Mohammad Tala Mazloumi (July 4): Mazloomi was a newly-elected member of parliament from the city of Behbahan in Khuzestan province. He had previously served as a general in the IRGC. Mazloomi tested positive for the virus, Tasnim News Agency reported.
Seyed Mohammad Movahed (July 4): Movahed is a member of parliament from Kohgiluyeh and Boyer-Ahmad province. Movahed tested positive for COVID-19, Tasnim News Agency reported.
Hosseinali Haji Dalegani (July 4): Dalegani is a member of parliament from the city of Shahin Shahr in Isfahan province. Dalegani tested positive for COVID-19, Tasnim News Agency reported.
Ali Asgar Zaheri (July 4): Zaheri is a member of parliament from Masjed Soleyman in Khuzestan province. He had tested positive for COVID-19, Tasnim News Agency reported.
Vahid Jalalzadeh (July 8): Jalalzadeh is a member of parliament from the city of Urmia in West Azerbaijan. He had previously served as the governor of West Azerbaijan province from 2009 to 2013. Jalalzadeh tested positive for the virus, Fars News Agency reported.
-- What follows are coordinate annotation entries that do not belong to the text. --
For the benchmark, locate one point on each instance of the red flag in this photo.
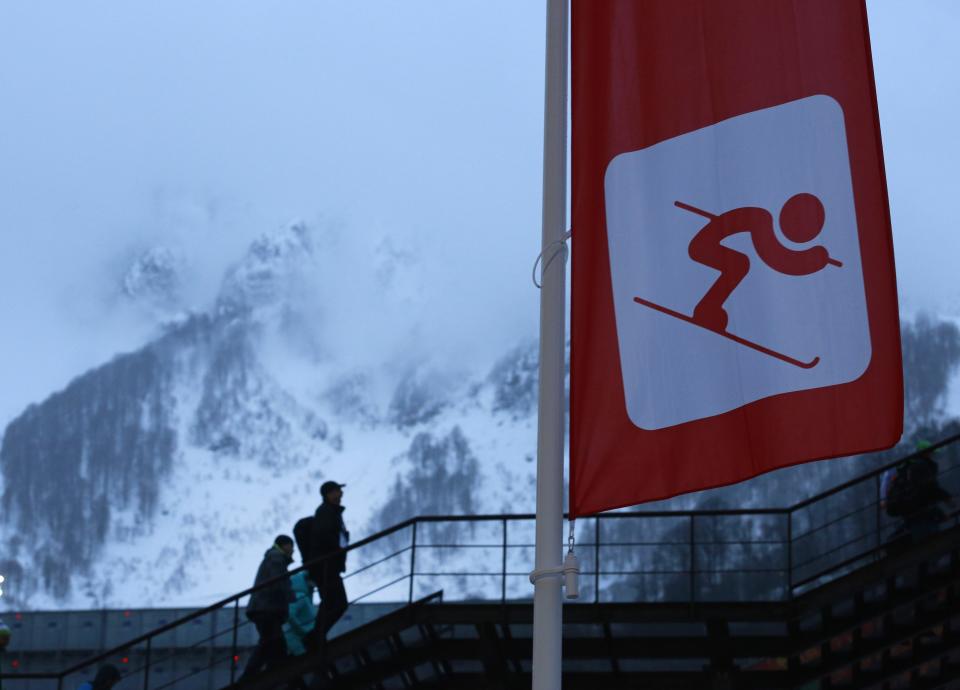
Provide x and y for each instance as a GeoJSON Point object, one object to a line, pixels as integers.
{"type": "Point", "coordinates": [734, 296]}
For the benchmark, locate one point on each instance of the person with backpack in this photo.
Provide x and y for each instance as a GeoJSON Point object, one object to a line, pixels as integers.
{"type": "Point", "coordinates": [269, 607]}
{"type": "Point", "coordinates": [912, 492]}
{"type": "Point", "coordinates": [328, 537]}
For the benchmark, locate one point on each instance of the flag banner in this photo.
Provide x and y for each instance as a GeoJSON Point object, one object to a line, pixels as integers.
{"type": "Point", "coordinates": [734, 300]}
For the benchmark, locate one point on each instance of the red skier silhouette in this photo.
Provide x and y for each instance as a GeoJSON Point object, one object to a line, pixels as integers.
{"type": "Point", "coordinates": [801, 220]}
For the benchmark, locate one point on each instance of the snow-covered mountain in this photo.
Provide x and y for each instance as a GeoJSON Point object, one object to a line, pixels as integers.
{"type": "Point", "coordinates": [158, 478]}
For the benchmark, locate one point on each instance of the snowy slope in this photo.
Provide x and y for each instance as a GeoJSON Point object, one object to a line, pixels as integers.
{"type": "Point", "coordinates": [180, 462]}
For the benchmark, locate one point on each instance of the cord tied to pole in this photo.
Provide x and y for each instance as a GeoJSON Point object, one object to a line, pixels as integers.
{"type": "Point", "coordinates": [569, 570]}
{"type": "Point", "coordinates": [552, 250]}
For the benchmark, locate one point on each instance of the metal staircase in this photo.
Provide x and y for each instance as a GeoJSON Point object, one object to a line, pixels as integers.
{"type": "Point", "coordinates": [810, 596]}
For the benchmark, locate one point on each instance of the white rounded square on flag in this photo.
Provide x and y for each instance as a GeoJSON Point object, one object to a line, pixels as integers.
{"type": "Point", "coordinates": [795, 323]}
{"type": "Point", "coordinates": [734, 300]}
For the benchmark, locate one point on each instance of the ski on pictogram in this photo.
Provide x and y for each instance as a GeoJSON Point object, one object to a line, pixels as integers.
{"type": "Point", "coordinates": [726, 334]}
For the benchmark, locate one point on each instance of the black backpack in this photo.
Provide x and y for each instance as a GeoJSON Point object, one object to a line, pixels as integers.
{"type": "Point", "coordinates": [303, 534]}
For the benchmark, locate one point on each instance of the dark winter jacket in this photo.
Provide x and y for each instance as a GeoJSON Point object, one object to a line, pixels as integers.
{"type": "Point", "coordinates": [329, 534]}
{"type": "Point", "coordinates": [275, 599]}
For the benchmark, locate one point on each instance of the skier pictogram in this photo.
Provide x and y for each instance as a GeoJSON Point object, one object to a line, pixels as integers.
{"type": "Point", "coordinates": [801, 220]}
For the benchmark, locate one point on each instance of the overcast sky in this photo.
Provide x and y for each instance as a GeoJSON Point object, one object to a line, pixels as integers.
{"type": "Point", "coordinates": [198, 125]}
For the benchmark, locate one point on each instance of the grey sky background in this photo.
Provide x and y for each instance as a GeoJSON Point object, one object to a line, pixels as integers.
{"type": "Point", "coordinates": [415, 123]}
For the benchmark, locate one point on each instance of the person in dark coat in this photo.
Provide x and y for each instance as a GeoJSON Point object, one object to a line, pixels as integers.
{"type": "Point", "coordinates": [329, 537]}
{"type": "Point", "coordinates": [268, 607]}
{"type": "Point", "coordinates": [107, 676]}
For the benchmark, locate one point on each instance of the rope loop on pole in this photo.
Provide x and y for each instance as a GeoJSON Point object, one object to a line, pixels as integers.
{"type": "Point", "coordinates": [557, 247]}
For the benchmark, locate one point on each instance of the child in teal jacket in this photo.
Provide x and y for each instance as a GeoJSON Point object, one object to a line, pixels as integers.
{"type": "Point", "coordinates": [302, 616]}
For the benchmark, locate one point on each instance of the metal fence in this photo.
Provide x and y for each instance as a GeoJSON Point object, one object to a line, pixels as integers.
{"type": "Point", "coordinates": [654, 556]}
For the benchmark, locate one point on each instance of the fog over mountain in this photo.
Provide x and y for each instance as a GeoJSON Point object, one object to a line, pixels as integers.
{"type": "Point", "coordinates": [156, 477]}
{"type": "Point", "coordinates": [181, 367]}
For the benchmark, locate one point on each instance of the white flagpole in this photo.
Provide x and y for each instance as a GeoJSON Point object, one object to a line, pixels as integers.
{"type": "Point", "coordinates": [547, 601]}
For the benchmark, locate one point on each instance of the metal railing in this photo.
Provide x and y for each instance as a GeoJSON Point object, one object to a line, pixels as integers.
{"type": "Point", "coordinates": [682, 556]}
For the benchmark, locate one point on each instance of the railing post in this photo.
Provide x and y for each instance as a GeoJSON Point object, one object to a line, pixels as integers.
{"type": "Point", "coordinates": [413, 561]}
{"type": "Point", "coordinates": [596, 560]}
{"type": "Point", "coordinates": [146, 665]}
{"type": "Point", "coordinates": [233, 648]}
{"type": "Point", "coordinates": [789, 554]}
{"type": "Point", "coordinates": [503, 577]}
{"type": "Point", "coordinates": [693, 560]}
{"type": "Point", "coordinates": [879, 517]}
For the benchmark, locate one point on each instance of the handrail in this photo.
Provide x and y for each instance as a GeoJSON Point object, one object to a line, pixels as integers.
{"type": "Point", "coordinates": [874, 473]}
{"type": "Point", "coordinates": [426, 519]}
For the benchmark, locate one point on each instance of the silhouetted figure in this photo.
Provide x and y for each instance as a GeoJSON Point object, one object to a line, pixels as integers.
{"type": "Point", "coordinates": [801, 220]}
{"type": "Point", "coordinates": [268, 607]}
{"type": "Point", "coordinates": [107, 676]}
{"type": "Point", "coordinates": [913, 493]}
{"type": "Point", "coordinates": [328, 536]}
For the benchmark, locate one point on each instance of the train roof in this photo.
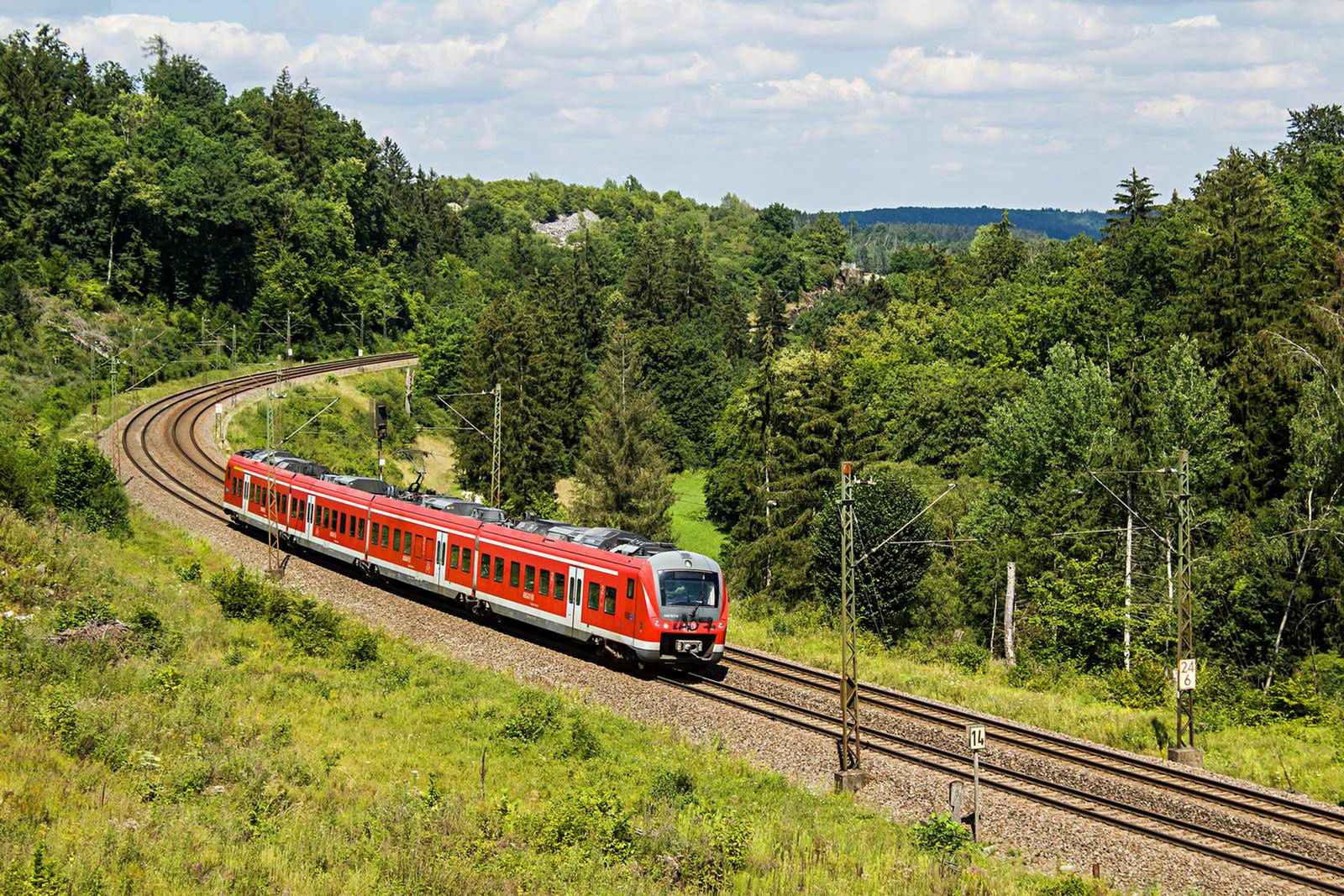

He was reportedly under quarantine in his home.
Mohammad Mehdi Zahedi (July 8): Zahedi has represented Kerman in parliament since 2012. He also serves as the head of parliament's Commission on Education and Research. He had previously served as the Minister of Science, Research and Technology from 2005 to 2009 and Iran's Ambassador to Malaysia from 2009 to 2011. Zahedi had tested positive for COVID-19, Tabnak News Agency reported.
Ali Rabiei (July 27): Rabiei has served as the government spokesperson since 2019. He previously served as Minister of Labor from 2013 to 2018. Rabiei tested positive for the virus and was hospitalized, Mehr News Agency reported.
Ali Akbar Salehi (October 3): Salehi has served as the head of Iran’s Atomic Energy Organization since 2013. He also served as head of the Atomic Energy Organization from 2009 to 2010. Salehi formerly served as Minister of Foreign Affairs from 2011 to 2013. Salehi tested positive for the virus and was placed in quarantine, the Tehran Times reported.
Mohammad Bagher Nobakht (October 10): Nobakht has served as a vice president and head of the Planning and Budget Organization since 2016. Nobakht tested positive for the virus in mid-October and was hospitalized for further examination.
Reza Salehi Amiri (October 20): Amiri has served as President of the National Olympic Committee (NOC) since 2018. He had previously served as the Minister of Culture and Islamic Guidance from November 2016 to August 2017. He was the Minister of Youth Affairs and Sports from August to October 2013. He tested positive for the virus in October and was quarantined for two weeks. Amiri was in good physical condition, Tasnim News Agency reported.
Mohammad Baqer Qalibaf (October 28): Qalibaf has served as speaker of parliament since May 2020. He had previously served as mayor of Tehran and commander of the Islamic Revolutionary Guard Corps Aerospace Force. Qalibaf was quarantined but would continue working remotely, he tweeted.
Mir-Hossein Mousavi (November 15): Mousavi was the prime minister from 1981 to 1989 and the reformist candidate in the 2009 presidential election. He and his wife, both under house arrest since 2011, tested positive for the virus, an opposition website reported.